頭巾の男の頭の中では計算が始まっていた。
『確実に偽造された小切手はまだ3分の1しかできていない。』
『出来上がったものだけ集めて………』
『止むをえまい、計画を前倒しだ』
そう思った時である、頭巾の男は気配を感じ振り返った。
「お前か……驚かせるな」
後ろにいたのは眼帯の亜人であった。
「お頭、マズいんじゃないですか……状況が……」
「案ずるな、高級貴族の土地は許可がないと入ってこれない、多少の時間はあるはずだ。
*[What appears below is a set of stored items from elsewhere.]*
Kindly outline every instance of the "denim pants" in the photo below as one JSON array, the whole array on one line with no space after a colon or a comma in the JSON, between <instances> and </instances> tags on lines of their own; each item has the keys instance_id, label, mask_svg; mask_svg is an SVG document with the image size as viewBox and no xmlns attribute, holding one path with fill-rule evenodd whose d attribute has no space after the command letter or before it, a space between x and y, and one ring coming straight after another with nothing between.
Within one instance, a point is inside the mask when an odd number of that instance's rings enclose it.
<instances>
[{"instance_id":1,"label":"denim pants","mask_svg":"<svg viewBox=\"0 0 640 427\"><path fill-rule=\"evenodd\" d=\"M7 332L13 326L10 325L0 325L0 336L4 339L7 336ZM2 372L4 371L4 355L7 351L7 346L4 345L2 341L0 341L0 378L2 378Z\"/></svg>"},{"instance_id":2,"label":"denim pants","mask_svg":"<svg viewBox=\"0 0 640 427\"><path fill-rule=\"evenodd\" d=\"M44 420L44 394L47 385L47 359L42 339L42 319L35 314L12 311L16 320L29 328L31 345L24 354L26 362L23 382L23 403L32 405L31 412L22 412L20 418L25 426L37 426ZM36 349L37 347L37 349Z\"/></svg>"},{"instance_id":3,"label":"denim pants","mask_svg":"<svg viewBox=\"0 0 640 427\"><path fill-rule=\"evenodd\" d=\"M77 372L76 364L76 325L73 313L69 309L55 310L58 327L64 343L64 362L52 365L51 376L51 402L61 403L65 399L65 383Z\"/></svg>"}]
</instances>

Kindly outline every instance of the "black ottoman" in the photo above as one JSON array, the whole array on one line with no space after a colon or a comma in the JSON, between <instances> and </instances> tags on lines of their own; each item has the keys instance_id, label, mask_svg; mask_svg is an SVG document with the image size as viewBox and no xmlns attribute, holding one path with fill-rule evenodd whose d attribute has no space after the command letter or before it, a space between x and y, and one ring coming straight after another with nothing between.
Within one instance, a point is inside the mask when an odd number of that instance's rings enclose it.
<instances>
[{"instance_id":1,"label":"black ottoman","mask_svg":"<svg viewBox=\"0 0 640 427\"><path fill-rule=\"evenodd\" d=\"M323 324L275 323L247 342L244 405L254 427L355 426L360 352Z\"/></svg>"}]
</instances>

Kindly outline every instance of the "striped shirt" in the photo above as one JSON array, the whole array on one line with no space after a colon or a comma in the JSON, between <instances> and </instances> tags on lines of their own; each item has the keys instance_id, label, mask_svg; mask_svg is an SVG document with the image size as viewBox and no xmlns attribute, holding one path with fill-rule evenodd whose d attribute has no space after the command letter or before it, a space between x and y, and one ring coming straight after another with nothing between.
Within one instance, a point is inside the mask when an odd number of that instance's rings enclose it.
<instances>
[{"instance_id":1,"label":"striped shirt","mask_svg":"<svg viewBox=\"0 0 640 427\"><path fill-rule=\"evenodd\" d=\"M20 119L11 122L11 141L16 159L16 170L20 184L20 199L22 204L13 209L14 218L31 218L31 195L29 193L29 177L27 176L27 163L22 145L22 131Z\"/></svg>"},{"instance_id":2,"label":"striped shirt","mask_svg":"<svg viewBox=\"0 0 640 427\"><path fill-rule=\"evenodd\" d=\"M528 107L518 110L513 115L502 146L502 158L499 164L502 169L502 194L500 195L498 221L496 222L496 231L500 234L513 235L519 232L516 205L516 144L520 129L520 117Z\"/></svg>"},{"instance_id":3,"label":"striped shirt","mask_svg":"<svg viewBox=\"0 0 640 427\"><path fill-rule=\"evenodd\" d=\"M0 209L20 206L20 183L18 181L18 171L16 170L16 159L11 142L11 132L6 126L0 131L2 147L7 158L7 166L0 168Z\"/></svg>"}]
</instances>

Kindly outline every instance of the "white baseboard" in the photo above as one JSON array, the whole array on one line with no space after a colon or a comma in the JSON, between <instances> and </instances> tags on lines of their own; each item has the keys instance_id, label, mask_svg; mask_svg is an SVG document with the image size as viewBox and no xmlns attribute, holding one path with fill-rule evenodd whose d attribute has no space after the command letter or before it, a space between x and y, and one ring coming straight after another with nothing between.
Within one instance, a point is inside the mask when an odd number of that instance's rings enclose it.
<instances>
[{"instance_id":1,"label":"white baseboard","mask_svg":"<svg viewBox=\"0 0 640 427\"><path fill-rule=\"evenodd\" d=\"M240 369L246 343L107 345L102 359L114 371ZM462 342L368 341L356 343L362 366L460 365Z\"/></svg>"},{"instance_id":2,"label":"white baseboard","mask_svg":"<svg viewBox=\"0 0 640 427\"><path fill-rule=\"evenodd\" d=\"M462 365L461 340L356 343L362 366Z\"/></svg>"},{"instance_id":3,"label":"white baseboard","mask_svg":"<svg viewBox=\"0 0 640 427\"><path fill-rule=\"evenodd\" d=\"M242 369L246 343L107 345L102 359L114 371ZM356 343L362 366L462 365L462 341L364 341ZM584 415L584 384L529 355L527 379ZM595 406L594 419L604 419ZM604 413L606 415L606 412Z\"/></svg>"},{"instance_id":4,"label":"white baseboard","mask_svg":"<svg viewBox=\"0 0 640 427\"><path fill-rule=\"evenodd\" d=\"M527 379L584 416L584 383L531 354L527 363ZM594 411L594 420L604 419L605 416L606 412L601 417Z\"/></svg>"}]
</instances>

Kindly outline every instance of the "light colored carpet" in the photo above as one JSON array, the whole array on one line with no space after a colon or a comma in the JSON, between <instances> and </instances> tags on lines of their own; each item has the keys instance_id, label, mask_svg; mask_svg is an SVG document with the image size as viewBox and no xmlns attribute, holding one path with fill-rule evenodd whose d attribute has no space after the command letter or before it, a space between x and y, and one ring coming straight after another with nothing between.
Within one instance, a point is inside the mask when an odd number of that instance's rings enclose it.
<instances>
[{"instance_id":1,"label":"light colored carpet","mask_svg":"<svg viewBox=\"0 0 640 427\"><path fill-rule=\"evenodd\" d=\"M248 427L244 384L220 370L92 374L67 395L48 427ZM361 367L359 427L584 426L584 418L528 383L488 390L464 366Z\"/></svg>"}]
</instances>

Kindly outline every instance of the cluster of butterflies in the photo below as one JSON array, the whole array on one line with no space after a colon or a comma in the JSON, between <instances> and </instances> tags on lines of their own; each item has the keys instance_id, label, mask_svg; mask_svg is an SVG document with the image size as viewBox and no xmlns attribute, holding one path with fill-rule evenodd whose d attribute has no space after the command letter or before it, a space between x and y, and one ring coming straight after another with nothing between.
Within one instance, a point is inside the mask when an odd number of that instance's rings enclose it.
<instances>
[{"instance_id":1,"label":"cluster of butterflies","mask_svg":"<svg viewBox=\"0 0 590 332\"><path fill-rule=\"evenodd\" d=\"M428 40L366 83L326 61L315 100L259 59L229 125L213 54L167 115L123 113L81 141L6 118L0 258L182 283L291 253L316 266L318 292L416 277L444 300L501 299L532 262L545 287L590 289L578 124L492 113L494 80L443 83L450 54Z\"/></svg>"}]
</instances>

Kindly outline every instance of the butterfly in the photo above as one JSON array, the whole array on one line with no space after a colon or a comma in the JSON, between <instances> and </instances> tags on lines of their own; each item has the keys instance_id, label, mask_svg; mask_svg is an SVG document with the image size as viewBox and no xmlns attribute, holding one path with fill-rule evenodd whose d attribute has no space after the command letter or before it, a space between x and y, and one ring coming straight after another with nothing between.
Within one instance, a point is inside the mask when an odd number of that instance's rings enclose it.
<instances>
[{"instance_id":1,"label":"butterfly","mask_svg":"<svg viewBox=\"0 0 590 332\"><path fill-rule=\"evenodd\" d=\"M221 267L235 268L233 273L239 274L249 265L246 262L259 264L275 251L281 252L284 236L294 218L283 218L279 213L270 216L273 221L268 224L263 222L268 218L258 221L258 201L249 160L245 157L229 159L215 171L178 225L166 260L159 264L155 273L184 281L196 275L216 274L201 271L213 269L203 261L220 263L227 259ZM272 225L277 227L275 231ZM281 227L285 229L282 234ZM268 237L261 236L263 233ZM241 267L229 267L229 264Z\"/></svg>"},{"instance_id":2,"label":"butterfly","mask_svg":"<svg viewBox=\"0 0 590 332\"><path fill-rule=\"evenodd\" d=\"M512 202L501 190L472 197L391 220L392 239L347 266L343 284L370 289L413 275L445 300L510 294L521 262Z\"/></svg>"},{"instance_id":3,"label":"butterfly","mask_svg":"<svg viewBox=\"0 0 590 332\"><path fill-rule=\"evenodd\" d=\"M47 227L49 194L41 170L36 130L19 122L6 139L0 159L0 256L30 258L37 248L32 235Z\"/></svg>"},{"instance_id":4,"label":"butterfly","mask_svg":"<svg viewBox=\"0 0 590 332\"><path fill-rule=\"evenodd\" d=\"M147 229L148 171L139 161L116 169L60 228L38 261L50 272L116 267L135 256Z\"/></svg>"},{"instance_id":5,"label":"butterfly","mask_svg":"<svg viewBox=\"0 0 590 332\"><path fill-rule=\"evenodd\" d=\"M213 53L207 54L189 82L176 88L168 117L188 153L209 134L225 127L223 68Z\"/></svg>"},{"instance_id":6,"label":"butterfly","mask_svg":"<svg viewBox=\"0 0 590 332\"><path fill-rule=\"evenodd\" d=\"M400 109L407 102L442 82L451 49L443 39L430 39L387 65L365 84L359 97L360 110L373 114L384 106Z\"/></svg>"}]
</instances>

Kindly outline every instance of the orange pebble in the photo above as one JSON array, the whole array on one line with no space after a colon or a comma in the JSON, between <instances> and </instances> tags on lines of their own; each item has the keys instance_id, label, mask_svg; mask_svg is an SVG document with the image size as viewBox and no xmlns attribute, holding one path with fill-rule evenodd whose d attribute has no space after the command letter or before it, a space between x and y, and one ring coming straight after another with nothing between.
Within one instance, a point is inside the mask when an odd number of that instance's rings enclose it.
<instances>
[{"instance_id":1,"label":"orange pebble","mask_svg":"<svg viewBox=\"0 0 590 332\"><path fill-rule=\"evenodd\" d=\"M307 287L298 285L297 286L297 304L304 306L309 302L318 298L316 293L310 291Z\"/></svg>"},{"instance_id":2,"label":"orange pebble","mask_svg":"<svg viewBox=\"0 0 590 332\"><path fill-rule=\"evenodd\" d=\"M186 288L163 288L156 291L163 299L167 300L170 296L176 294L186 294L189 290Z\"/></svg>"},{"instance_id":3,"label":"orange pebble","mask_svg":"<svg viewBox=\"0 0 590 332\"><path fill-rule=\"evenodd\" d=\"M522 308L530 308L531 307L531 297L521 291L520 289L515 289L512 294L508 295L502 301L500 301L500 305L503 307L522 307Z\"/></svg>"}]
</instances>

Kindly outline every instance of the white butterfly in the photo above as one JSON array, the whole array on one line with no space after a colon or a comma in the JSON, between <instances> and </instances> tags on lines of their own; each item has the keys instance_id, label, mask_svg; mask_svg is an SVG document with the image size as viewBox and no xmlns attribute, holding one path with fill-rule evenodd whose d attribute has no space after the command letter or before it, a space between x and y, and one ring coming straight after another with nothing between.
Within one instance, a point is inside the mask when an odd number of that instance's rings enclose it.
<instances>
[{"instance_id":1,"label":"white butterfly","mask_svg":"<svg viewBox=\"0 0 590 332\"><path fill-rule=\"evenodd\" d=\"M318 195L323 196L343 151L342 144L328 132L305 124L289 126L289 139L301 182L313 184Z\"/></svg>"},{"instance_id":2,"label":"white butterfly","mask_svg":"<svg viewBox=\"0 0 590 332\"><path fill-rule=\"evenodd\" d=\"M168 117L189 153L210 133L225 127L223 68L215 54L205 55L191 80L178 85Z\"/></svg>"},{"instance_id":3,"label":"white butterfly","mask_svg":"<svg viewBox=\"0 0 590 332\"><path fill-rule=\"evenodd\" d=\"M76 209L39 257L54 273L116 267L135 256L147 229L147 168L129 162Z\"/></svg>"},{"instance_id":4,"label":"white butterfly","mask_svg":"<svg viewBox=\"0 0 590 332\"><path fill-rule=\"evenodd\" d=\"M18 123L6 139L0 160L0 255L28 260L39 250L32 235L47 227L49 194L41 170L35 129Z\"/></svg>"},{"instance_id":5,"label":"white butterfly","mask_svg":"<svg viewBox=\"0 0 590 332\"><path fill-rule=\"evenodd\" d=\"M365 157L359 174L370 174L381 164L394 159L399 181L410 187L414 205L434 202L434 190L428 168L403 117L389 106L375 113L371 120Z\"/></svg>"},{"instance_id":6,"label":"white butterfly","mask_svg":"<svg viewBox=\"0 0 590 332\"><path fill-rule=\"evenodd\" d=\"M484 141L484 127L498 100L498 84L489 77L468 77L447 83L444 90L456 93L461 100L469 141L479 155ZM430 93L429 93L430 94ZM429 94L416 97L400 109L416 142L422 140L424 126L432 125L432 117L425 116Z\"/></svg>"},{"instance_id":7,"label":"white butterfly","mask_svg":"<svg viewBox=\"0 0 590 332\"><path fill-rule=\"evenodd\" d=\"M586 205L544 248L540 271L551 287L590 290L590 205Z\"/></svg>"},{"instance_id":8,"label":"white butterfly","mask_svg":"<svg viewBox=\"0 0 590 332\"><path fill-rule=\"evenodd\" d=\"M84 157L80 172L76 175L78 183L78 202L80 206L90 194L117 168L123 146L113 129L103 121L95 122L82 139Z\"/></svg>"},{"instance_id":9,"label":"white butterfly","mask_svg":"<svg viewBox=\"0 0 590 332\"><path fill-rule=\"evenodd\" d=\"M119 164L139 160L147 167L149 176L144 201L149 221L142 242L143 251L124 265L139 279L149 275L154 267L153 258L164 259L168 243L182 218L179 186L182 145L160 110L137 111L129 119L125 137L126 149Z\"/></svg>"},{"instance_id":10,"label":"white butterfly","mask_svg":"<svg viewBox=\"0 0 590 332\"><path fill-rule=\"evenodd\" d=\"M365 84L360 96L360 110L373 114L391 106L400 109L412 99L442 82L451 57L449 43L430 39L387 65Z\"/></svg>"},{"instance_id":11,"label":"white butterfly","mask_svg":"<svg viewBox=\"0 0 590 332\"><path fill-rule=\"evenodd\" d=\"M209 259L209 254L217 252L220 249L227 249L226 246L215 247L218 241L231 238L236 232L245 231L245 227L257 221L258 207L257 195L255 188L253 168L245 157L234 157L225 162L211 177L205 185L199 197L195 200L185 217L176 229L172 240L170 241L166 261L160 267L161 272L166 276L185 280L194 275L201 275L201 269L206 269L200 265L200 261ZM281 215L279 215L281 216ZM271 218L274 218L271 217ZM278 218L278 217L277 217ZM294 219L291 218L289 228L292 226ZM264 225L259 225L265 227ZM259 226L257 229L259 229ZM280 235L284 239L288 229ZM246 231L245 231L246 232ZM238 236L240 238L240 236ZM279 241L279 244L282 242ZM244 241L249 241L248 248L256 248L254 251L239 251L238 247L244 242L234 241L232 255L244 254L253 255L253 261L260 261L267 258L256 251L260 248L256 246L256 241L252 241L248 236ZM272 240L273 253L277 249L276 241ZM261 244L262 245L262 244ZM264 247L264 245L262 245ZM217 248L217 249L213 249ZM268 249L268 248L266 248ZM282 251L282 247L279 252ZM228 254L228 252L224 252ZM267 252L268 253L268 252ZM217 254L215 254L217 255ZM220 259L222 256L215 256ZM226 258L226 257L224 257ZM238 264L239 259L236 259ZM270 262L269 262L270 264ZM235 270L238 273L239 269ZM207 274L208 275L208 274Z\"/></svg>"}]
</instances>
」
頭巾の男はそう言ったが眼帯の亜人は不審な表情を見せた。
「そのバックパックに入っているのは何ですか?」
頭巾の男は沈黙した。
「まさか自分だけ逃げようなんて……」
眼帯の亜人が続けようとした瞬間であった。
「おっ……お頭……」
眼帯の亜人の腹には深々とショートソードが刺さっていた。
「余計な勘を働かせる奴に用はない。私の肥やしとなれ」
そう言うと頭巾の男はとどめを刺した。
*
『さて、他の連中はどうするかな……』
頭巾の男は戸棚を開けるとそこから小瓶を取り出した。
『これでいいだろ……そのあとは燃やせば……』
頭巾の男の眼には黒い焔が揺らめいていた。